In the film, there is a sequence at a racing ground, featuring the hero and his sister-in-law. Mesmerised by the gracefully coursing horses, she asks the hero: “Can I play again?”
So that’s what gambling does.
For much of this summer, Pakistani bowlers Mohammad Amir and Mohammad Asif have terrified batsmen. Just as the heaving mass of race-horses seduced the sister-in-law in the film, so this duo thrilled cricket lovers with their unrelenting pace, their triumphs momentarily eclipsing charges of terrorism leveled against their state.
Commentators exulted over Amir, at 18 the youngest bowler to take 50 Test wickets. But on Sunday, veterans struggled to find answers when faced with news of the spot-betting scam.

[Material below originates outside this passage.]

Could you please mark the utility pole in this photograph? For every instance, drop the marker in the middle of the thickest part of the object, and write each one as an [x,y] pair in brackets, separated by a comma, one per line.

Michael Holding, one of the most destructive fast bowlers, nearly broke down in tears talking about Amir, prompting host David Gower to announce a commercial break.
Mihir Bose, the former BBC sports editor, pointed to two problems that possibly fuel such behaviour. Betting is illegal and unregulated in Pakistan and thus, easily driven by black money. And Pakistani cricketers are paid a pittance in their nation.
But Farokh Engineer, the ex-Indian wicketkeeper, told me he was paid all of R250 for playing a Test match in his day. “Money just did not come into the equation – all that mattered to us was wearing the Ashok Chakra.”
On Sunday, the glory of playing was not uppermost in the minds of the players. As the team left the field, Pakistani spectators shouted abuses at the coach, the players, much like the protesters President Asif Ali Zardari faced in Birmingham for staying abroad while floods ravaged his nation.